Dalton, 19, who will be attending Pepperdine University in the fall, was able to spend a year in Liege, Belgium. She lived with three host families. Her first host family was where she started learning French, along with attending school and an extra French class two days a week. 
Dalton enjoyed her extra class because her classmates were also exchange students that were learning French as a second language. “It was really cool to hear their stories and experiences in learning the language, as well as sharing the same struggles of moving to a new country,” Dalton said.
Although living in Belgium, Dalton was still able to travel with her host family to Rome for Christmas and went to Berlin with other exchange students. 
Dalton joked, “After exchange, I now feel more independent and now know how to use public transportation by myself.” She concluded her talk by thanking the Rotary members for their support in her times of need and said she could not have done it without them.

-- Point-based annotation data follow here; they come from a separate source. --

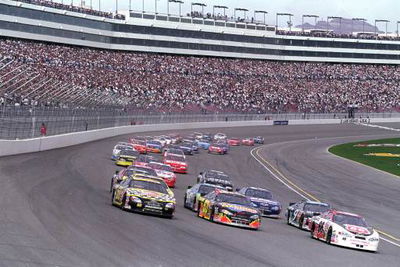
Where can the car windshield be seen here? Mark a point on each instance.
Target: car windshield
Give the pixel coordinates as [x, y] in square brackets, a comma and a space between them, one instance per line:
[321, 208]
[148, 171]
[258, 193]
[161, 167]
[175, 158]
[233, 199]
[148, 185]
[129, 153]
[205, 189]
[349, 219]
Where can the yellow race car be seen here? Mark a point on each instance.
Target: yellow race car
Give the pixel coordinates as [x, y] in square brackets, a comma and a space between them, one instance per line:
[144, 195]
[127, 157]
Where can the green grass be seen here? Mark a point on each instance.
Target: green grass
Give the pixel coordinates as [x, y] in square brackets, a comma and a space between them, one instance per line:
[391, 165]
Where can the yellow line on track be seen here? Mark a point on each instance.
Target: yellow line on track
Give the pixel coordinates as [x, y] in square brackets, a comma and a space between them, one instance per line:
[283, 177]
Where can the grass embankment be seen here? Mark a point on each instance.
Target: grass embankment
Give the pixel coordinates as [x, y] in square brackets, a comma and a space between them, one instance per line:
[358, 153]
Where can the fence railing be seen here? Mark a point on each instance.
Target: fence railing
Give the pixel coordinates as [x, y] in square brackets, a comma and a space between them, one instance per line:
[24, 122]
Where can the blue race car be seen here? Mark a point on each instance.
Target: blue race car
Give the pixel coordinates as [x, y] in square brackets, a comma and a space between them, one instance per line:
[263, 200]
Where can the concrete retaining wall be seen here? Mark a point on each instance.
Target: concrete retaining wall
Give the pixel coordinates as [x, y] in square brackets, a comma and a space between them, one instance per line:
[14, 147]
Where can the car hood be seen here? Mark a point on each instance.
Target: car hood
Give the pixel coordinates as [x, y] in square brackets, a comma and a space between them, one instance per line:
[237, 208]
[264, 201]
[359, 230]
[150, 195]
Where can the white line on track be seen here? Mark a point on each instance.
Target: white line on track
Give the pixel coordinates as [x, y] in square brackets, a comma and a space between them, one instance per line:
[294, 190]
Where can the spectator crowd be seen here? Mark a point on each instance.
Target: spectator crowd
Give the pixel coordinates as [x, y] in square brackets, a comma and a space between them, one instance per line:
[160, 82]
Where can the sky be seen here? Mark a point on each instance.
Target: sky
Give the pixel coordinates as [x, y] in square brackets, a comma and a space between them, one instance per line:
[369, 9]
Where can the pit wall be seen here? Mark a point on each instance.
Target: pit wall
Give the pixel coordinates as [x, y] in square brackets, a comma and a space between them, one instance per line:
[15, 147]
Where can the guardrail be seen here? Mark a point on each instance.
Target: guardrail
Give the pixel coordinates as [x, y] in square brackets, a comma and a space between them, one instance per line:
[25, 122]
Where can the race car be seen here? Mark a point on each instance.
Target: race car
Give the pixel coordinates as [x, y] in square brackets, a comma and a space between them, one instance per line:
[126, 157]
[139, 145]
[145, 196]
[144, 160]
[233, 141]
[194, 192]
[298, 214]
[263, 200]
[154, 146]
[164, 171]
[220, 136]
[203, 143]
[174, 152]
[117, 149]
[229, 208]
[247, 142]
[216, 148]
[258, 140]
[344, 229]
[177, 163]
[216, 178]
[187, 149]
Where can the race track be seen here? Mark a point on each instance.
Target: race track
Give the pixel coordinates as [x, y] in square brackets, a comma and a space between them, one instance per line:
[55, 207]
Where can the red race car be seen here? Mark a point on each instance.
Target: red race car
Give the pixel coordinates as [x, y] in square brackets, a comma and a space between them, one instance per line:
[248, 141]
[234, 141]
[139, 145]
[164, 171]
[178, 164]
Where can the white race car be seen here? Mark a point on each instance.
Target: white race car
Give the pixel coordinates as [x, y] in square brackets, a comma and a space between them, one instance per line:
[344, 229]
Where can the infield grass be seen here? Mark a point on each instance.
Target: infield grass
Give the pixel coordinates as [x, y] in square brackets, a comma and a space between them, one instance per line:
[387, 164]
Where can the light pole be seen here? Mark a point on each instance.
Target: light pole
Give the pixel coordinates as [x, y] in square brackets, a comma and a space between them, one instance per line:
[308, 16]
[174, 1]
[283, 14]
[333, 17]
[261, 12]
[202, 5]
[220, 7]
[240, 9]
[357, 19]
[381, 20]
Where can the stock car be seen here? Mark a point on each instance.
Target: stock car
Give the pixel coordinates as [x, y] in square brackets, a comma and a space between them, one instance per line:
[228, 208]
[344, 229]
[126, 157]
[154, 146]
[144, 160]
[139, 145]
[220, 136]
[298, 214]
[258, 140]
[178, 164]
[145, 196]
[187, 150]
[248, 142]
[118, 147]
[203, 143]
[194, 192]
[216, 178]
[165, 172]
[217, 149]
[173, 151]
[263, 200]
[233, 141]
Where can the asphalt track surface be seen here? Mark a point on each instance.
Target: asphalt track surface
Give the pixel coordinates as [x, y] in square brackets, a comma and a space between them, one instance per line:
[55, 207]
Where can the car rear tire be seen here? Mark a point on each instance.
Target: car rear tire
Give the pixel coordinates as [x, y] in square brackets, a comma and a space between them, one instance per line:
[329, 236]
[301, 221]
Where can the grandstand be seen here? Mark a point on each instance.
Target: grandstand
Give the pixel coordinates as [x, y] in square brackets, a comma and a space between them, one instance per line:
[63, 56]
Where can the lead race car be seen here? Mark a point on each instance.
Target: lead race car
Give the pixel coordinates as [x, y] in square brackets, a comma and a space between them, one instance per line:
[193, 193]
[229, 208]
[344, 229]
[298, 214]
[263, 200]
[143, 195]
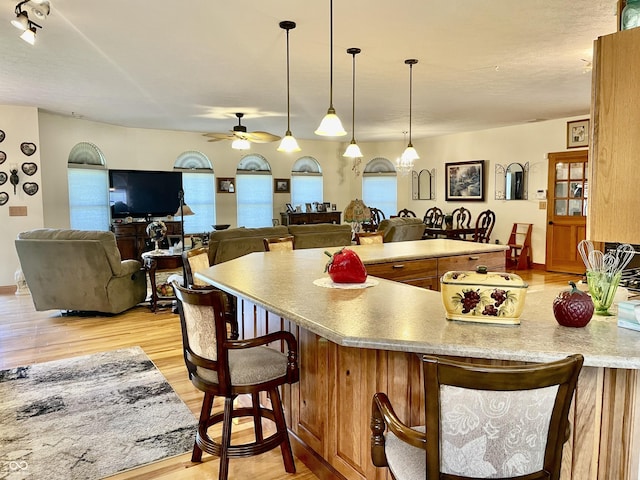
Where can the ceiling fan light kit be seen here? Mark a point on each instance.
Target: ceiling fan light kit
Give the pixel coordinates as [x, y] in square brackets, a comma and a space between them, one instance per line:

Davitt, who will be attending the University of Texas-Austin in the fall, spent a year in France. She spoke about how she first arrived in the country with the language level of a toddler. With her host families, she was able to expand her vocabulary of the French language.

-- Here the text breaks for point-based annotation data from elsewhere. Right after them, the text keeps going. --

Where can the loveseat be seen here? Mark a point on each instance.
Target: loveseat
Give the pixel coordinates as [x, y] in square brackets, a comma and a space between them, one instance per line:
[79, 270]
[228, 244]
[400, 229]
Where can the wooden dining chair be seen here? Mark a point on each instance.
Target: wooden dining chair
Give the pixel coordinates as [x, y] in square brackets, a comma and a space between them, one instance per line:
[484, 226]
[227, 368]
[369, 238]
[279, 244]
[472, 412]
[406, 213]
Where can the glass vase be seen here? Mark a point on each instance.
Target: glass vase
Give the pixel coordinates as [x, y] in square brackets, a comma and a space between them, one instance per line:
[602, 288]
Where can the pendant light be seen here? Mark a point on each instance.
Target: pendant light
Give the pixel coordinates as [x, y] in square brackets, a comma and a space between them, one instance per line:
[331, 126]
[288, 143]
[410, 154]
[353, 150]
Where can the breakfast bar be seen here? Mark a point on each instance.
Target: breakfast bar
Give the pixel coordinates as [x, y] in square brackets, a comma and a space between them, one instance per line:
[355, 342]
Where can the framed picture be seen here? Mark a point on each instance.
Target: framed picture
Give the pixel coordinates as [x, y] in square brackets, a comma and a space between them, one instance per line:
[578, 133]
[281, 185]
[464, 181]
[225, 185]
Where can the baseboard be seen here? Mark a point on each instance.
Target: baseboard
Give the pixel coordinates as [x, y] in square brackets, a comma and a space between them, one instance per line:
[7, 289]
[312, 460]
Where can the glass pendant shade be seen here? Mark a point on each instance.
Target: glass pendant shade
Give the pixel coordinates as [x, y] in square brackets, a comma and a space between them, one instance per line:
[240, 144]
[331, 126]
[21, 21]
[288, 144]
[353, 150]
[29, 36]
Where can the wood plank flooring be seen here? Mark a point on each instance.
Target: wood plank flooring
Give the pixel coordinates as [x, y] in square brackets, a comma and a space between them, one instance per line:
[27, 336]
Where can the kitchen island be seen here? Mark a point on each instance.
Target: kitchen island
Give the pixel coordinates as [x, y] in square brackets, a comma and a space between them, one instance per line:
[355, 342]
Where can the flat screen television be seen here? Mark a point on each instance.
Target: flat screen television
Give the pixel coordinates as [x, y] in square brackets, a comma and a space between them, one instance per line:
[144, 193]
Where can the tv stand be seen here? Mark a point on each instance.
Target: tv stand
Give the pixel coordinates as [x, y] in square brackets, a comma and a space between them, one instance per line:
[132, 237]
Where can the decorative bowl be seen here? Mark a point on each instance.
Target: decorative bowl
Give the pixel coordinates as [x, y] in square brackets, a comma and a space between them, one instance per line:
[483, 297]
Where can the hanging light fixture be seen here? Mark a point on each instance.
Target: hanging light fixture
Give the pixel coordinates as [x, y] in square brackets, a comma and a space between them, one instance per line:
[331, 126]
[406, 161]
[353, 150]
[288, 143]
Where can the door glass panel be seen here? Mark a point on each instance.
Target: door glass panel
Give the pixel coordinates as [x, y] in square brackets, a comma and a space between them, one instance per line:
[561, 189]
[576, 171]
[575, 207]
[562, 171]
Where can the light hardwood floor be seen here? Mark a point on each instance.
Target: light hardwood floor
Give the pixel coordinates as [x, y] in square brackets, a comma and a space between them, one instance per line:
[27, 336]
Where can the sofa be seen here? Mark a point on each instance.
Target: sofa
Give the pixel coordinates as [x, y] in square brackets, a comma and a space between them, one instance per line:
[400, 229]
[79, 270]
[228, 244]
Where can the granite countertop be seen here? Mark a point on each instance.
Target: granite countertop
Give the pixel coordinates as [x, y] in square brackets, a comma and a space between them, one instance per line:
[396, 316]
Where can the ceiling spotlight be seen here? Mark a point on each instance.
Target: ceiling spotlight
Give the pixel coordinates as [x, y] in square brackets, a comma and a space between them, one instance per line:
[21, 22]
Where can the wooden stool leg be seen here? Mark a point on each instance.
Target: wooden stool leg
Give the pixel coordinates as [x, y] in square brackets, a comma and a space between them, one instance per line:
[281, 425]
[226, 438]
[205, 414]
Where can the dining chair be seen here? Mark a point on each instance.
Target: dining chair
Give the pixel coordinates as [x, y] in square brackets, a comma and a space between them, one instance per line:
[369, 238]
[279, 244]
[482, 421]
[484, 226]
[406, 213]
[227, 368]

Davitt said, “Host families are the backbone of exchange. They are your first point of view into the culture, your support and your comfort in the new country.” 
Davitt said that upon leaving her French class, she received a card written in different languages from fellow students that translated to “After the verb to love, the verb to help is the most beautiful verb in the world.”
Davitt then thanked everyone at Rotary who funded her classes abroad. 
Both students will be majoring in international business in college. They are thankful for the opportunity this trip abroad has given them – to learn a new culture and language – giving them a readiness for their future career studies.
Davitt and Dalton highly encourage students interested to apply for Rotary exchange because of the life-changing experience. 
Susan Brodbeck, head of the Humble Rotary youth exchange, said, "In September and October, we bring presentations to high schools and interested students will meet us for another meeting with their parents. We recruit students by their applications, essay submission and club interviews that lead to district interviews. We search for students with good behavior and a readiness to immerse in a new culture," she said.